Мы собираем последние ролики и «стаканы». Идет последний час смены.
— Не будь ты таким добрым, — продолжает Свидерников. — В жизнь, если ты не хочешь быть размазней, хочешь чего-нибудь достичь в нее надо вгрызаться всеми зубами.
— У каждого свой стиль, — говорю я. — Мы, детдомовцы, ко всему идем с добрым. Наверно, как раз именно потому, что зла насмотрелись, наглотались до соплей. И поняли — злом ничего не добьешься. Кто несет зло — тот уже не человек, это только половина человека. А мы во всем хотим остаться людьми, отвоевать, взять обратно то, что у нас отняли — детство. В детстве ведь нет плохих, там все хорошие. Я не знаю, но чувствую — у тебя тоже не было детства. Но не это еще самое страшное. У тебя не было и друзей. А у меня их очень много. Случись со мной беда — и все сто детдомовцев, с которыми я вместе жил, придут мне на помощь, потому что я им тоже помогал в трудную минуту. Был хотя бы просто рядом с ними. Такая у нас была семья. Мы учились быть друзьями и братьями, учились даже в набегах на чужие сады и огороды, учились верить друг другу, потому что семьи без веры нет. Вместе плакали, вместе смеялись. Со всем этим и пошли кто куда — на шахты, на заводы, в ФЗО. Тебя, Свидерников, я тоже знаю по детдому, потому что я тоже был таким, как ты. Первые дни в детдоме. От всех и каждого ждал пакости и первым лез в драку. И меня приручили добром, а не злом. Вот поэтому я и ценю добро. Добро в людях. И добро, сделанное руками людей, — это железо, которое сейчас таскаю: ролики, «стаканы», «стулья»...
— Мне уже поздно в детдом, — сказал Свидерников. — Поздно меня приручать.
— Если ты говоришь об этом, то не поздно.
— Я уже ненавижу железо, — Свидерников пнул ролик. — Карев сволочь, хочет стравить тебя со мной, хочет, чтобы я снова взялся за топор. Но ты не бойся.
— За себя я не боюсь, — сказал я. — Я боюсь за Карева. Ты можешь пойти с топором на него.
— Пойду, — пообещал Свидерников. — Еще один такой наряд, и он у меня, как начальник шахты, выскочит в окно. Там ведь почти такая же история была. Я и еще один парень почти двое суток без перерыва работали. Начальник шахты обещал аккордный наряд, а закрыл, как обычно...

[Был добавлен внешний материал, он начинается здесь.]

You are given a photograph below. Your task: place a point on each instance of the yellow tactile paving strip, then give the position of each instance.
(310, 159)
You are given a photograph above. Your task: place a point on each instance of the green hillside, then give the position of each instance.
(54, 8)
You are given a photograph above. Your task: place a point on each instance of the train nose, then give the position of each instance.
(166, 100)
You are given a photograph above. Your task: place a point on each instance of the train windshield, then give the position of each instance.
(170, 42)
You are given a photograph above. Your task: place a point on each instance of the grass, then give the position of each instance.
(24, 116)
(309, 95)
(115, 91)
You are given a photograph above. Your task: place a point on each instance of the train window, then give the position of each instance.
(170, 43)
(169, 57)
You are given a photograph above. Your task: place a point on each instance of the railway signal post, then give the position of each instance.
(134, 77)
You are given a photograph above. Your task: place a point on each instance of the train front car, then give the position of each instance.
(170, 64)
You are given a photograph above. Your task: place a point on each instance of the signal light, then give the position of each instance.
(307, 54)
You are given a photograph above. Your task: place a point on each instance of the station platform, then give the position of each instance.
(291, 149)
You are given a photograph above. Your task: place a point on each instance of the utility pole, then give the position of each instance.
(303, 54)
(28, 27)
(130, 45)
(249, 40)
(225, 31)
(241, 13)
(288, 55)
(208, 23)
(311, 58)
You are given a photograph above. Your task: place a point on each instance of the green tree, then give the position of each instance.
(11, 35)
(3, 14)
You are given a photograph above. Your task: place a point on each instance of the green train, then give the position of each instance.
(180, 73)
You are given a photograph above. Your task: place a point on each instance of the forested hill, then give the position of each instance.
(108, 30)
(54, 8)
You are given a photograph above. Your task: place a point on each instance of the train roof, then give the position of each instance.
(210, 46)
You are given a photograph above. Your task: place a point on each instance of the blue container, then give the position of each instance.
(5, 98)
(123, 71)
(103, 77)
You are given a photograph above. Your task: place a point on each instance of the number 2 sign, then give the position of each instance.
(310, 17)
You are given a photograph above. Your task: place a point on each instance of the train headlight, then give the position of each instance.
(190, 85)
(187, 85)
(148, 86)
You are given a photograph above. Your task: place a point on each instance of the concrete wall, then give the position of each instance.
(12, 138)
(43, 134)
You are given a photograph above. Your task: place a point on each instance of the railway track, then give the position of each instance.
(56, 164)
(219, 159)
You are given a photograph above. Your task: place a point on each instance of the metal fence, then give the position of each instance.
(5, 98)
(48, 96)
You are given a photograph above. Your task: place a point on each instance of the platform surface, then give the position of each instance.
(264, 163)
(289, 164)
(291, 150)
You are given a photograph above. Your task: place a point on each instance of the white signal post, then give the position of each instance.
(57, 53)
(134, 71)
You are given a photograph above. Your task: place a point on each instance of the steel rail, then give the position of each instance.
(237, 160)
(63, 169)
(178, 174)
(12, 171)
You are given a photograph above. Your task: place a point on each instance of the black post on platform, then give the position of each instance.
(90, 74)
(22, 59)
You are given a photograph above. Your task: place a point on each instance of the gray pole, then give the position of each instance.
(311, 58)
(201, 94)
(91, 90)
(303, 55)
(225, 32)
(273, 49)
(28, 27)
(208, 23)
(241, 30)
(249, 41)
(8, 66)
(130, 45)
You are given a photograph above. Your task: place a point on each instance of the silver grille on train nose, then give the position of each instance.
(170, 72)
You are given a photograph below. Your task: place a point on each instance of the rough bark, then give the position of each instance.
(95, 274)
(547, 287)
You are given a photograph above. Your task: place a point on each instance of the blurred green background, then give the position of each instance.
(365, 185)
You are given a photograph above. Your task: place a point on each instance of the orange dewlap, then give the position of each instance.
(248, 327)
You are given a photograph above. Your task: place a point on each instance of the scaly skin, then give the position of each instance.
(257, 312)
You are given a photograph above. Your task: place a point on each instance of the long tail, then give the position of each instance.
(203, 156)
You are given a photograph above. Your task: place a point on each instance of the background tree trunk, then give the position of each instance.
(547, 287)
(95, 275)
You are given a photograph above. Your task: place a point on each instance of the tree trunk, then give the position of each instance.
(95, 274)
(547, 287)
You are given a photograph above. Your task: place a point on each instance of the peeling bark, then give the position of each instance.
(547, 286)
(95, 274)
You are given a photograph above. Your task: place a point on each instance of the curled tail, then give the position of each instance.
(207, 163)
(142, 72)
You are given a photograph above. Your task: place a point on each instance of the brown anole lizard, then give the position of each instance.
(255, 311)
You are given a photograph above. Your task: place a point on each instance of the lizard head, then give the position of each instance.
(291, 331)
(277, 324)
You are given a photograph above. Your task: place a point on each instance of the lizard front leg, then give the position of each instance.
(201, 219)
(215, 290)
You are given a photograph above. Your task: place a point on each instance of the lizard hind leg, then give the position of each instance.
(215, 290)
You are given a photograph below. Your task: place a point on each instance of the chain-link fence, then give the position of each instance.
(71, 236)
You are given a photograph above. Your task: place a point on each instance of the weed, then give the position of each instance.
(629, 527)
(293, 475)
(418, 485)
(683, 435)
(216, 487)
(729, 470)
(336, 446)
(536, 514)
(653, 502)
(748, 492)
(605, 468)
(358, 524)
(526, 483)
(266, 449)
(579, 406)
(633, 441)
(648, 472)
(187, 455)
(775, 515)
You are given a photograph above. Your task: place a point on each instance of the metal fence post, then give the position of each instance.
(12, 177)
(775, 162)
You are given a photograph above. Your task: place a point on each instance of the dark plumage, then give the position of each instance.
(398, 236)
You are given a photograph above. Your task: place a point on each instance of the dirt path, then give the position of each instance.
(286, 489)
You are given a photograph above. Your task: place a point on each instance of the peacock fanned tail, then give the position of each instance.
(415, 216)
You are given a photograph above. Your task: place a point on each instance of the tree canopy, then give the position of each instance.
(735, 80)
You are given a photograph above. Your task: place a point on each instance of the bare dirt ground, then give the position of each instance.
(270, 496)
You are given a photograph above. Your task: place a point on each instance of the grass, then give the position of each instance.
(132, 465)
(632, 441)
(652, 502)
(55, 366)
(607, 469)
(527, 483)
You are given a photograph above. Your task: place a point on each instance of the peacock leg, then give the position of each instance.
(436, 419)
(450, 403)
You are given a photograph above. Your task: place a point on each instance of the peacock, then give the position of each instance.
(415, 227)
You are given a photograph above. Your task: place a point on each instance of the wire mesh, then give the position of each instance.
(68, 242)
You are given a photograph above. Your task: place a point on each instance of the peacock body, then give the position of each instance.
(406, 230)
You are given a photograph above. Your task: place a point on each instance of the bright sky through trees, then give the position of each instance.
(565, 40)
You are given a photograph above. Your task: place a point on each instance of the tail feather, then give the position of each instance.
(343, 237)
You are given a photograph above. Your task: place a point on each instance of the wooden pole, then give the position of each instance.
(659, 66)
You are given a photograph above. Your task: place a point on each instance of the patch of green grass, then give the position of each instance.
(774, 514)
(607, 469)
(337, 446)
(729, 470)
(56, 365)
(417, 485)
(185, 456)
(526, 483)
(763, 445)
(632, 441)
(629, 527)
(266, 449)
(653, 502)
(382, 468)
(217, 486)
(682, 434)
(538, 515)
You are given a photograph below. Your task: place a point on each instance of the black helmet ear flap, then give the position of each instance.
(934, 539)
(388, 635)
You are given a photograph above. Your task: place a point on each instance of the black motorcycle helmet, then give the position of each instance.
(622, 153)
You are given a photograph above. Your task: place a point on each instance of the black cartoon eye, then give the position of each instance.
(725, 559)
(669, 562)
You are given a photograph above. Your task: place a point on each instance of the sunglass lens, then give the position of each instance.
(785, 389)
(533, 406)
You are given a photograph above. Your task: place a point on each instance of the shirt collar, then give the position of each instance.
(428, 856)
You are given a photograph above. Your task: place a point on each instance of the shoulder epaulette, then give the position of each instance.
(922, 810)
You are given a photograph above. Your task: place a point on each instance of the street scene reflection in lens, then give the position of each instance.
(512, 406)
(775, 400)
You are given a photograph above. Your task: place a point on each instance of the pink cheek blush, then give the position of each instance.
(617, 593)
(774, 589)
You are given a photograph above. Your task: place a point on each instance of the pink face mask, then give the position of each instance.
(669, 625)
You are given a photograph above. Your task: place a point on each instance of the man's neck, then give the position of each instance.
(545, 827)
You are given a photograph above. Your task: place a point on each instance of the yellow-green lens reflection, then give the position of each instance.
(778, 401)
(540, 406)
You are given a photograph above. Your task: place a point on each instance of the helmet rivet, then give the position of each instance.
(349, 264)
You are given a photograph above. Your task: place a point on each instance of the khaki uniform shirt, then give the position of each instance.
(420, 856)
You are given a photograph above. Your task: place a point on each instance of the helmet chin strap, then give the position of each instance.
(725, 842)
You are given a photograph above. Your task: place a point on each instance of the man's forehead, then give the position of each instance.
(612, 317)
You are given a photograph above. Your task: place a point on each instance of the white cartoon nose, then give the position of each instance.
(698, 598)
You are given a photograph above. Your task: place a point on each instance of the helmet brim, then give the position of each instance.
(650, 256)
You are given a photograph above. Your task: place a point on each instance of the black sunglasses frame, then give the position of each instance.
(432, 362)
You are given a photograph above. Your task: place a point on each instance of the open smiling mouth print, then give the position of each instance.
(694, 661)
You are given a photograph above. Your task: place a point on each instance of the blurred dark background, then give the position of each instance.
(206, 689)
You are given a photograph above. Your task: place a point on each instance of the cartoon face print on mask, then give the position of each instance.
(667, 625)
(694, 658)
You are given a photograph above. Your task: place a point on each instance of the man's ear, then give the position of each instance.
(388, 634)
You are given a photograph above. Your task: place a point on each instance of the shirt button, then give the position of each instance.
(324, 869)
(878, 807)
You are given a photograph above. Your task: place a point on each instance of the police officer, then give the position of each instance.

Мы бросили в общую кучу на основном последние ролики и «стулья», присели на них передохнуть. Наряд мы выполнили, но на-гора было еще рано. Смена еще не закончилась, и в ламповой все равно не приняли бы ни лампы, ни самоспасатели. В основном со стороны ствола замаячил свет. Кто-то шел по штреку.
— Спорим, Карев, — сказал Свидерников.
— Пусть, — отозвался я.
Это был действительно Карев. Завидев, что мы сидим, он обрадовался.
— Работнички, — не скрывая улыбки, сказал он, — я так и знал — прохлаждаетесь.
Он еще не видел, какую гору металла перетаскали мы, и не смотрел на него. Главным для Карева было то, что мы прохлаждались.
— Наряд выполнен, — так же с улыбкой ответил Кареву Свидерников.
— Издеваться, — повысил тон начальник участка, но тут же осекся. Свет его лампы заметался по железу, по нашим лицам. Отражатель у нее был посильнее наших, аккумулятор еще не успел подсесть, и мы не могли видеть выражение его лица. Мы сидели себе и ждали, что скажет Карев. А Карев, не говоря ни слова, сорвался с места и побежал в заброшенную выработку.